Dans le merveilleux monde du whisky, la part des anges désigne le minime pourcentage du précieux liquide qui s’évapore pendant le vieillissement en fût.

Chez Ken Loach, les anges en question sont déchus, des délinquants à la petite semaine, ballotés depuis leur tendre enfance de famille d’accueil en foyer pour têtes brûlées, dommages collatéraux d’un libéralisme sauvage qui, depuis 30 ans, saigne les provinces britanniques et qui prend ses racines dans le thatchérisme honni par le cinéaste. Déchus peut-être, mais assez débrouillards pour mettre la main sur cette petite part qui leur échappe depuis toujours et qui changera le cours tout tracé de leurs vies.

Alors, comment parviendront-ils à forcer le destin, ces quelques jeunes de Glasgow laissés pour compte? D’abord en croisant le chemin d’un travailleur social qui les prend sous son aile, les appuie, les secoue et leur fait découvrir le monde du whisky. L’un d’eux, Robbie (Paul Brannigan), père d’un enfant depuis peu, se révèle être un nez hors du commun. Doté de son don olfactif, d’une intelligence vive et d’un charme fou, il mène la petite bande jusqu’à une distillerie où un baril de whisky hors de prix doit être mis aux enchères.

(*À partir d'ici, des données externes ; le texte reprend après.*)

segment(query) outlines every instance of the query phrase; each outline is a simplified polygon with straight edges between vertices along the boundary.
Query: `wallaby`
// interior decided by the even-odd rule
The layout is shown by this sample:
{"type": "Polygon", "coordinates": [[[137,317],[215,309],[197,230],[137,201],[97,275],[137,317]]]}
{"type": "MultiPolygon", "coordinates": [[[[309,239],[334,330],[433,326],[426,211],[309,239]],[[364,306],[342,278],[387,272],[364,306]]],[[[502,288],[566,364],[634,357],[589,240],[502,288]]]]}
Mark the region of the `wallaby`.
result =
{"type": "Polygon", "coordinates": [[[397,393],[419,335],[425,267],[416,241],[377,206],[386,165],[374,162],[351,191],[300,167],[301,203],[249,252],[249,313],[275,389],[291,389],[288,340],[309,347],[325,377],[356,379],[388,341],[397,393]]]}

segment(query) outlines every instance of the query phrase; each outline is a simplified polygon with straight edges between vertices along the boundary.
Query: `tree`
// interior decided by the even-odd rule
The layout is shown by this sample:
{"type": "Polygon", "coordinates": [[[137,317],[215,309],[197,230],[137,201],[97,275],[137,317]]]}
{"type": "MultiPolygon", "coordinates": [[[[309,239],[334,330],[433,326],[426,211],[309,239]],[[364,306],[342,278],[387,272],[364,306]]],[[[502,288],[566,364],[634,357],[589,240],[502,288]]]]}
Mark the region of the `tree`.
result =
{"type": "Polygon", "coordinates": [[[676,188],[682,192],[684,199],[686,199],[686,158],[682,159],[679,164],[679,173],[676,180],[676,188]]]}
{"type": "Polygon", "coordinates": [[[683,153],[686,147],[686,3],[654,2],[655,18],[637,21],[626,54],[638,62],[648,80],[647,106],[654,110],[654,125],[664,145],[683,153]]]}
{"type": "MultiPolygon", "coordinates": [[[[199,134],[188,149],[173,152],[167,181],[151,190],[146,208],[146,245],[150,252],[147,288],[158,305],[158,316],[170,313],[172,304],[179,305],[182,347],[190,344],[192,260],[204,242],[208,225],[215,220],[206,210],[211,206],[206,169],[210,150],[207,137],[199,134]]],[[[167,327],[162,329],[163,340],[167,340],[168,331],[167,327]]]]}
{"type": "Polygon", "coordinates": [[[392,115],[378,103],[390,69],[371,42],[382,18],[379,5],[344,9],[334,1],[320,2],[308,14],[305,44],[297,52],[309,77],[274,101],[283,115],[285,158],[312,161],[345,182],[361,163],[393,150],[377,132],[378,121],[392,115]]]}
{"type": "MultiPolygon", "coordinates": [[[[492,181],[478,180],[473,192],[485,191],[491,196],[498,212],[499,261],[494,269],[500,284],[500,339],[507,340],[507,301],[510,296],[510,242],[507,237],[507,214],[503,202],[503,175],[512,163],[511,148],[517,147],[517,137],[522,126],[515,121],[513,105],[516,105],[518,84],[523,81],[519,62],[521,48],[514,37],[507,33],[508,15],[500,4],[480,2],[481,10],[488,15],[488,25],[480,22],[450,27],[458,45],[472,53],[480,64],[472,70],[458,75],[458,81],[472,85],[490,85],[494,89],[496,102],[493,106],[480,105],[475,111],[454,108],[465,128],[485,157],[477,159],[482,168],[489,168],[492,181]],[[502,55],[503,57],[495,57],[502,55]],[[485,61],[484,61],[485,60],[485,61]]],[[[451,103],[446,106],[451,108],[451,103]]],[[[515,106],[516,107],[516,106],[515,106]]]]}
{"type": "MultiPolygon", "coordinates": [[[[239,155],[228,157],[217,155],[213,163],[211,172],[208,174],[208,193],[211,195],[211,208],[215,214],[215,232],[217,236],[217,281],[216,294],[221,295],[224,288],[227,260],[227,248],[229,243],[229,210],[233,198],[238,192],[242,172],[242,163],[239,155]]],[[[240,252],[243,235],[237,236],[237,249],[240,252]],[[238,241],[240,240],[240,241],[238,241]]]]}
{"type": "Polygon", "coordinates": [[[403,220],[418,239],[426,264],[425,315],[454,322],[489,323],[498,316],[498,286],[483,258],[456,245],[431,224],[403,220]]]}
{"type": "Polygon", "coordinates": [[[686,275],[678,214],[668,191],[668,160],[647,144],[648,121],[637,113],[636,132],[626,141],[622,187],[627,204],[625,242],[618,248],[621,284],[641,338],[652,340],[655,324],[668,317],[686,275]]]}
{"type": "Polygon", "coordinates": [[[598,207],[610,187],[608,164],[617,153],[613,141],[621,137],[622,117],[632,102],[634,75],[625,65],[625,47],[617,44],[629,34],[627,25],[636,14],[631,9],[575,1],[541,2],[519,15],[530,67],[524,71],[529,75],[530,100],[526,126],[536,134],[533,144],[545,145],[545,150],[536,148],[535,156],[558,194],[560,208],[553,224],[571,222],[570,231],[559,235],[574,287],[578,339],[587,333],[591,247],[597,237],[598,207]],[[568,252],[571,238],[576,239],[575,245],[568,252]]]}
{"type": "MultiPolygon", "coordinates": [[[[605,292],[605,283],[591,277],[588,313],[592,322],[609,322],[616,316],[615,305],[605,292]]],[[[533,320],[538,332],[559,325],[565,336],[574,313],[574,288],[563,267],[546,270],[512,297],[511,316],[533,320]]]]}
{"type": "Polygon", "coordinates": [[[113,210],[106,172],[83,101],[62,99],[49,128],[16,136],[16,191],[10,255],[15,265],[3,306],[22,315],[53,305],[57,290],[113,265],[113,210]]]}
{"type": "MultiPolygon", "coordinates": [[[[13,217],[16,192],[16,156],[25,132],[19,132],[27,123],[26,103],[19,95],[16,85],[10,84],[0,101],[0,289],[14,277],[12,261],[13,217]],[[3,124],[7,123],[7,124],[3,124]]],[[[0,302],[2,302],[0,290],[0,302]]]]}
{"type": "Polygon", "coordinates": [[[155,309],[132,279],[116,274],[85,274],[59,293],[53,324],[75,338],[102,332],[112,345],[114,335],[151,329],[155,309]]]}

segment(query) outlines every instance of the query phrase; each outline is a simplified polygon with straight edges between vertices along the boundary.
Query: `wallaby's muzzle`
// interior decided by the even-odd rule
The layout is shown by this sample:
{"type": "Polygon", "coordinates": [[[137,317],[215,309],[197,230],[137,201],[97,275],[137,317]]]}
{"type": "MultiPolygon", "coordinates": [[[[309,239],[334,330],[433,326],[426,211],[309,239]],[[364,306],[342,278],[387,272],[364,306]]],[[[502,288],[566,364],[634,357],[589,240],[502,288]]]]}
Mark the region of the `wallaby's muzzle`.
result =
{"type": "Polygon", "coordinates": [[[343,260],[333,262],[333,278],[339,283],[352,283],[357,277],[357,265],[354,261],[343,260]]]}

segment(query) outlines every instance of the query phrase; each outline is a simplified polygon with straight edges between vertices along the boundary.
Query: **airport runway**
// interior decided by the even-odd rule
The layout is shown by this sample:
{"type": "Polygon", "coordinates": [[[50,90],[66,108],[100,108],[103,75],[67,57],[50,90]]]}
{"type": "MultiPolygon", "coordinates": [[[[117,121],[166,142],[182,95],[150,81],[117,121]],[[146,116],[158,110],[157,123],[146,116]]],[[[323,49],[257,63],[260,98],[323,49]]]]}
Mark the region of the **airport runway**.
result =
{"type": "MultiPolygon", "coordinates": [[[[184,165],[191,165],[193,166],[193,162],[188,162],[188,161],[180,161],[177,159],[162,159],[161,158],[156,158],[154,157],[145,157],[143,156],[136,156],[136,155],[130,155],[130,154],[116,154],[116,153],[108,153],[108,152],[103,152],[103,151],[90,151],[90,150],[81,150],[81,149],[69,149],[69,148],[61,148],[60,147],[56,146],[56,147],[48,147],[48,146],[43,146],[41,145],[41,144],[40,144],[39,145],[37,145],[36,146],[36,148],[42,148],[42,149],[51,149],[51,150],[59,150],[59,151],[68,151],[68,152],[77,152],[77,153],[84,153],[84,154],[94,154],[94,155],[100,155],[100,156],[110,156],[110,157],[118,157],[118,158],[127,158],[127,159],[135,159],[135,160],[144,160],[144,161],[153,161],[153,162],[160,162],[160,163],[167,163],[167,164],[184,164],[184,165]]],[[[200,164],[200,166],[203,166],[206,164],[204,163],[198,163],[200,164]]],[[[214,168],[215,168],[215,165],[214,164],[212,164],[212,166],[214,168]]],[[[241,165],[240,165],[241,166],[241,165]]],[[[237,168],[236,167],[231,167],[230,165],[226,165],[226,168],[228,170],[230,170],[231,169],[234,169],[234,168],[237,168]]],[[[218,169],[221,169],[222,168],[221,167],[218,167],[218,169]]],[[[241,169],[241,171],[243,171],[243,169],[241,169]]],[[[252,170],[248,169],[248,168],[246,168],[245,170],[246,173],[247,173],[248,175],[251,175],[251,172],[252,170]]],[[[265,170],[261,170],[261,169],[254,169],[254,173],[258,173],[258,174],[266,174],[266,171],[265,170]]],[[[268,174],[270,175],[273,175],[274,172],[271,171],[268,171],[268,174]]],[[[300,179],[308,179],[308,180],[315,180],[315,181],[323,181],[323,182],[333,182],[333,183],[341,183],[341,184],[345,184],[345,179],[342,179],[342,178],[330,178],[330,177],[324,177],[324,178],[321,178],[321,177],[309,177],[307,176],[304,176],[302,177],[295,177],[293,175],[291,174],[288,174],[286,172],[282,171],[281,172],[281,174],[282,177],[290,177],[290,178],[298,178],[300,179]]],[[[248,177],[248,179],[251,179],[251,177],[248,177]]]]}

Toutes les étiquettes accolées depuis plus 40 ans aux films du réalisateur de Family Life, Raining Stones ou Sweet Sixteen sont ici valables. Humanisme? Présent. Humour noir? Oui. Démagogie? Un peu. Engagement social? Certainement, mais on se demande bien ce que le jury du Festival de Cannes 2012 a pu voir dans cette mise en scène correcte, mais sans plus, d’un scénario cousu de fil blanc, signé Paul Laverty, scénariste de dix longs métrages de Loach.

Dans la première demi-heure, on s’attend au pire, ensuite, ça s’étire pendant 45 minutes, puis un léger suspense s’installe et on sort de la salle un sourire aux lèvres. On comprend que, dans une Grande-Bretagne morose, l’optimisme soit de mise, mais il est ici si forcé qu’on frise le racolage. Ken Loach qui signe un feel good movie? Pourquoi pas, mais Looking for Eric était autrement plus original et plus rondement mené, plus drôle et plus émouvant que cet exercice de style convenu où Ken fait du Loach.

Il reste les acteurs, tous non professionnels, tous impeccables, en particulier Paul Brannigan, présence forte et véritable gueule de cinéma. Seul problème, et il est de taille : si vous n’êtes pas familier avec l’accent des bums de Glasgow, vous comprendrez l’histoire, mais vous perdrez la plupart des dialogues. Dommage qu’on n’ait pas cru bon de mettre la main sur la copie sous-titrée en anglais qui fut présentée à Cannes…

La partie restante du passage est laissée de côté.